Que história é essa de colocar em dúvida que o Ex-Presidente Lula é um preso político? Usar o eufemismo tucano “preso diferenciado” atende a quais interesses?
A essa altura deve estar claro o erro que foi Lula se entregar aos seus algozes. Os quinta-coluna já são conhecidos, assim como a associação deles com certa “globosfera”, que estão maquinando “planos B” e morte política (quiçá física) do Ex-Presidente Lula, hoje encerrado numa solitária curitibana, sujeito a envenenamentos, depressores, imunossupressores, radiações cancerígenas, etc.

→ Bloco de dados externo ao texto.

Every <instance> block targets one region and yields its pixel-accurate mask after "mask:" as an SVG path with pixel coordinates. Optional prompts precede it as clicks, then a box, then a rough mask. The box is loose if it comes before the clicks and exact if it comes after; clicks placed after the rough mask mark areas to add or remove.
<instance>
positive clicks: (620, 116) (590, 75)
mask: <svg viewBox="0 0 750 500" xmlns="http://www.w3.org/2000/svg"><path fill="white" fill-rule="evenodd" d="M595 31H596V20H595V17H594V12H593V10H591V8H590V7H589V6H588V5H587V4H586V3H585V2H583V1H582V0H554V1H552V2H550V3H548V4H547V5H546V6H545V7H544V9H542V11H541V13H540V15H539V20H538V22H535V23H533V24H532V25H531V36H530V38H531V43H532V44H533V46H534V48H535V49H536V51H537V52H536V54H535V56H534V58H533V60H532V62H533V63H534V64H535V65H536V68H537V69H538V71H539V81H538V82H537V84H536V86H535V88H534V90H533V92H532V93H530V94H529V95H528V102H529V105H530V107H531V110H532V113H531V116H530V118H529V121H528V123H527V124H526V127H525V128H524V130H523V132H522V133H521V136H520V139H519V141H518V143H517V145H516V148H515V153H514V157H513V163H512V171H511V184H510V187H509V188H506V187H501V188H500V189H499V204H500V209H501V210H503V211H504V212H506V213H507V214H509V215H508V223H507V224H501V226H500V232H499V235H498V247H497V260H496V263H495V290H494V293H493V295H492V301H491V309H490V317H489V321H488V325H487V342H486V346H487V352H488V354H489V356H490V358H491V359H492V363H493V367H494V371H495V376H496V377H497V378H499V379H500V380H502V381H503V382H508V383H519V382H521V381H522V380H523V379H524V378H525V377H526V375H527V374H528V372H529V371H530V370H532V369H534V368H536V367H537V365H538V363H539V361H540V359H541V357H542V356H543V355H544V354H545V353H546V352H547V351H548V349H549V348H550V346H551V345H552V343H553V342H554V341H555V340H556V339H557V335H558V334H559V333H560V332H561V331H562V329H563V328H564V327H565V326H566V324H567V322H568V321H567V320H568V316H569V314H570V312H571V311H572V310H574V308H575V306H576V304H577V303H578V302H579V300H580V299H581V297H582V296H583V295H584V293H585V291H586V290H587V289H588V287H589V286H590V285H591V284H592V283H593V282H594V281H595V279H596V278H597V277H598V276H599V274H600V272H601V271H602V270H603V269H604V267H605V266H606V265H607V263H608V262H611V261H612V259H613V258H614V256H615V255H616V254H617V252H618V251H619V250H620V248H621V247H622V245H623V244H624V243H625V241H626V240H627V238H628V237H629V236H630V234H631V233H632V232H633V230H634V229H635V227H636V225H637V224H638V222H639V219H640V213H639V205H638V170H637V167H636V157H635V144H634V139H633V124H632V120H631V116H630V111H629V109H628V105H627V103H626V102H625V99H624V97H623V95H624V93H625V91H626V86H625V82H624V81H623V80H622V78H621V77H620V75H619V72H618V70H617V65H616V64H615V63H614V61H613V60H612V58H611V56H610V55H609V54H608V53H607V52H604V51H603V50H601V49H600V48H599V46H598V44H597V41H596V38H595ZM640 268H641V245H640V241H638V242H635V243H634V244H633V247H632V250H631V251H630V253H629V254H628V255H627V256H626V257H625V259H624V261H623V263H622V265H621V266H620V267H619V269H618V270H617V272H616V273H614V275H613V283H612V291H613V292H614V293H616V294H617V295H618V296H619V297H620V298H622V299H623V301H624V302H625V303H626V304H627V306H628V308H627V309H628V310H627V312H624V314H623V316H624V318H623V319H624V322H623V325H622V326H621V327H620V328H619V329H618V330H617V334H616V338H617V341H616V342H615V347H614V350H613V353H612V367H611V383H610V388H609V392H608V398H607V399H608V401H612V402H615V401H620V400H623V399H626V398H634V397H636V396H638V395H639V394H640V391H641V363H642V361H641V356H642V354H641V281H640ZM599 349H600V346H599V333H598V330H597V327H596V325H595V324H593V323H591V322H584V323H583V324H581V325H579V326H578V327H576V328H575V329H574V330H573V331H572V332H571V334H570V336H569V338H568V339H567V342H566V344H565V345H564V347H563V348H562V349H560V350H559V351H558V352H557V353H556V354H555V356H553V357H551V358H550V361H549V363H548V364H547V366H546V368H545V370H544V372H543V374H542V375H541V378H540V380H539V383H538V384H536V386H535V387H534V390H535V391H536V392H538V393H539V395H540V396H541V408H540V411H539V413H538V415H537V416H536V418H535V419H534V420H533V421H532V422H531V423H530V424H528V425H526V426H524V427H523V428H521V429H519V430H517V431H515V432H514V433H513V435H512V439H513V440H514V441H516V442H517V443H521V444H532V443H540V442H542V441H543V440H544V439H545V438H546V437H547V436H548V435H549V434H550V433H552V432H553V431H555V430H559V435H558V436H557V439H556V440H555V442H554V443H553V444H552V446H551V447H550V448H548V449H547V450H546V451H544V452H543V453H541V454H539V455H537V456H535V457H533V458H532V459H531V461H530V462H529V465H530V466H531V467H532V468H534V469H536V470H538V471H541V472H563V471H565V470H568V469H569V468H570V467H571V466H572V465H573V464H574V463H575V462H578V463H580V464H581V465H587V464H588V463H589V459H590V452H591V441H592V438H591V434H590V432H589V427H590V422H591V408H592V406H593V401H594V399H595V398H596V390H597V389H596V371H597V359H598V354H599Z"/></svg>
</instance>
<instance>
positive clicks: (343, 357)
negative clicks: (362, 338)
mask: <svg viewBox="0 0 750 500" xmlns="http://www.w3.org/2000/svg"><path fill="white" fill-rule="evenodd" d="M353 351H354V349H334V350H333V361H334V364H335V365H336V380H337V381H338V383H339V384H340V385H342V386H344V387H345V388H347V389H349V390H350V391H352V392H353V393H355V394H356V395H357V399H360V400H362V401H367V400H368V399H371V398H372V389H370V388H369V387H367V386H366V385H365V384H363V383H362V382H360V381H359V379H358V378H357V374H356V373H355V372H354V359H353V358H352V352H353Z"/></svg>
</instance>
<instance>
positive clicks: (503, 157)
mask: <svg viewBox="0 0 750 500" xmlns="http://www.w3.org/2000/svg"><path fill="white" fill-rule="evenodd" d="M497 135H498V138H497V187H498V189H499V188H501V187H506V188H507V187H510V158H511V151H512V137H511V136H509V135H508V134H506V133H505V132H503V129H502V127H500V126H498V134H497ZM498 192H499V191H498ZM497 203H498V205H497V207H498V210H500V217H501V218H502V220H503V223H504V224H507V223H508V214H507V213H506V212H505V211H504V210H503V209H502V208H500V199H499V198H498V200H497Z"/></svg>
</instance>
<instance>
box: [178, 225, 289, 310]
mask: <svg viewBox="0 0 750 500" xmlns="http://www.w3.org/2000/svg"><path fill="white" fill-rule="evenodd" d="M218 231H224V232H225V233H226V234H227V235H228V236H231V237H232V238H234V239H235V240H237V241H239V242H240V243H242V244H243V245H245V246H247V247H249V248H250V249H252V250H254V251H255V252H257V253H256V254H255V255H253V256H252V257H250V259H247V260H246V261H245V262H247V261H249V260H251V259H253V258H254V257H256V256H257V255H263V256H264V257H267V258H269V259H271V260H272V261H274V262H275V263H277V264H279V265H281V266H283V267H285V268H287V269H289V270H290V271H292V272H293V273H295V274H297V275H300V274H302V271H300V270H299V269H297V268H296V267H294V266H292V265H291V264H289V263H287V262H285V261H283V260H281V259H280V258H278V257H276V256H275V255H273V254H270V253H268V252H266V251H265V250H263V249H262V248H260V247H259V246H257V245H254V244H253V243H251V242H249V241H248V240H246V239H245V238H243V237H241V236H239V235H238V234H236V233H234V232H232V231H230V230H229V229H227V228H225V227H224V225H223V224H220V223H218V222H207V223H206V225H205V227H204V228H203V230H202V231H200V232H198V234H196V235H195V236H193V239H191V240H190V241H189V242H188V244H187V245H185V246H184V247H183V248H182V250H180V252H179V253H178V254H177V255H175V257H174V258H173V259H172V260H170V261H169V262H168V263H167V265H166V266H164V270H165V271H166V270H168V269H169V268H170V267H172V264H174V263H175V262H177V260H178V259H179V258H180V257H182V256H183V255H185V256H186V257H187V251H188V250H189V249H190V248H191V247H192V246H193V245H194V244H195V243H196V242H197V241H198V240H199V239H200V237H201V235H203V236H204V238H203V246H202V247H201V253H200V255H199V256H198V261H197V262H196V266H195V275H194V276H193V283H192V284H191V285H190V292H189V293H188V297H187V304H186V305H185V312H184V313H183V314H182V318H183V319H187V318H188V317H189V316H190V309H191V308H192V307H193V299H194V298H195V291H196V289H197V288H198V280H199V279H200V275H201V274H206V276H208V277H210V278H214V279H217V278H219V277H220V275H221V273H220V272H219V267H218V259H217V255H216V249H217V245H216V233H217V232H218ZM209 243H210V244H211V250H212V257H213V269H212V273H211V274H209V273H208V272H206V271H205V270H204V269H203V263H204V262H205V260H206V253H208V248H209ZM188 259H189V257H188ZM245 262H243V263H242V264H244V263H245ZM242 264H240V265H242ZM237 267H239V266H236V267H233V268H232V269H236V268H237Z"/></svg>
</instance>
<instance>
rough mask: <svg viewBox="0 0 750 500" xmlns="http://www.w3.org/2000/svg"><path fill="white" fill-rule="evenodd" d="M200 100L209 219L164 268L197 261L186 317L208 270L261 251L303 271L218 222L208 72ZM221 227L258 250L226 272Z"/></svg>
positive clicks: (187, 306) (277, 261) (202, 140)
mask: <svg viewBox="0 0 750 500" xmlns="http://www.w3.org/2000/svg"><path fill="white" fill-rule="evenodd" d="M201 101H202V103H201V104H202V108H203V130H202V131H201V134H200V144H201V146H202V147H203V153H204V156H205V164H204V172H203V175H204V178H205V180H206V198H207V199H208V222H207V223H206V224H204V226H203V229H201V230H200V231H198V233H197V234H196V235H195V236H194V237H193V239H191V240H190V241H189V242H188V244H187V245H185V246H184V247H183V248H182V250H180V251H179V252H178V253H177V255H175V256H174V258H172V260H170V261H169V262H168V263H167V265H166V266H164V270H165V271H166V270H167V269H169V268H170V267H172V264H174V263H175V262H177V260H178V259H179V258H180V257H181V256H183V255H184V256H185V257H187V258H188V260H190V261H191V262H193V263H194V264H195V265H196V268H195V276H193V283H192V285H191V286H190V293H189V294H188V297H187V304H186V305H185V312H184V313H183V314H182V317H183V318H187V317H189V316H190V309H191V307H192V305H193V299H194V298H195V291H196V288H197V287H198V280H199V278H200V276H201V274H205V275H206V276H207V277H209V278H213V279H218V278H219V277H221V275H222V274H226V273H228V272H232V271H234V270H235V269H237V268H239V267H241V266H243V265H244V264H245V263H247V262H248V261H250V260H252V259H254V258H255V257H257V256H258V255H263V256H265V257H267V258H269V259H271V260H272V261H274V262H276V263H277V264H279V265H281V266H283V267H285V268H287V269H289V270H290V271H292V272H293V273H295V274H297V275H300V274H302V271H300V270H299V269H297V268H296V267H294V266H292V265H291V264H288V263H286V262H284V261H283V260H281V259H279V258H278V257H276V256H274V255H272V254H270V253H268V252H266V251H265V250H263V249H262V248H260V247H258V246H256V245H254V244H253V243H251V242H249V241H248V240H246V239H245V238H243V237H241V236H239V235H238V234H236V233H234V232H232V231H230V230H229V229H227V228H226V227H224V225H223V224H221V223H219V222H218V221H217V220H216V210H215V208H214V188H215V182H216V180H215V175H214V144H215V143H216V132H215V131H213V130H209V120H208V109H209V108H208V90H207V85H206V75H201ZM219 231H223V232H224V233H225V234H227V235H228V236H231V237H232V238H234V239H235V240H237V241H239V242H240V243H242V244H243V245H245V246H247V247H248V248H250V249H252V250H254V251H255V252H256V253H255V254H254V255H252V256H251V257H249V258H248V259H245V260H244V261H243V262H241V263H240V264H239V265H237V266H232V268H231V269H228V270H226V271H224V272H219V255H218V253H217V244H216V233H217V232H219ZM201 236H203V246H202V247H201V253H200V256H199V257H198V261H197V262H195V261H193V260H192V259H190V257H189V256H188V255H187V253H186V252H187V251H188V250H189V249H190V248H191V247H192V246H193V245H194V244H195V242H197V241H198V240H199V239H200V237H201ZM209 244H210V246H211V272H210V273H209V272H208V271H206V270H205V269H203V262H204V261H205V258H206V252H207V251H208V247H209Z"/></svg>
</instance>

De pouco ou nada adiantam essas visitas ou tentativas de visitas de teólogos ou pacifistas, como Leonardo Boff e Adolfo Perez Esquivel. Essa mandelização de Lula não freará os retrocessos e o entreguismo levados a termo pelo golpe de Estado, não trará de volta o Pré-Sal que foi surrupiado pelas petroleiras estadunidenses, européias e asiáticas, não trará de volta Embraer, entregue à Boeing, não trará de volta os projetos de defesa e soberania, não trará de volta as terras agricultáveis e água doce, entregues ás multinacionais, não trará de volta o projeto de desenvolvimento soberano e inclusivo iniciado nos governos Lula e Dilma
Também fui sempre contrário a Lula se entregar como fez. Com ele preso o regime golpista segue livre, leve e solto para aprofundar sua ditadura midiático-judicial. Se não era para resistir, teria preferível o ex-Presidente ter se exilado no Uruguai e de lá enviar livremente mensagens diárias aos seus seguidores e eleitores, entre os quais me incluo.
[…] Leia o texto na íntegra no Blog de Marcelo Auler. […]
Em lugar nenhum do mundo os governantes dizem que tem presos políticos, sempre são presos por isto ou por aquilo.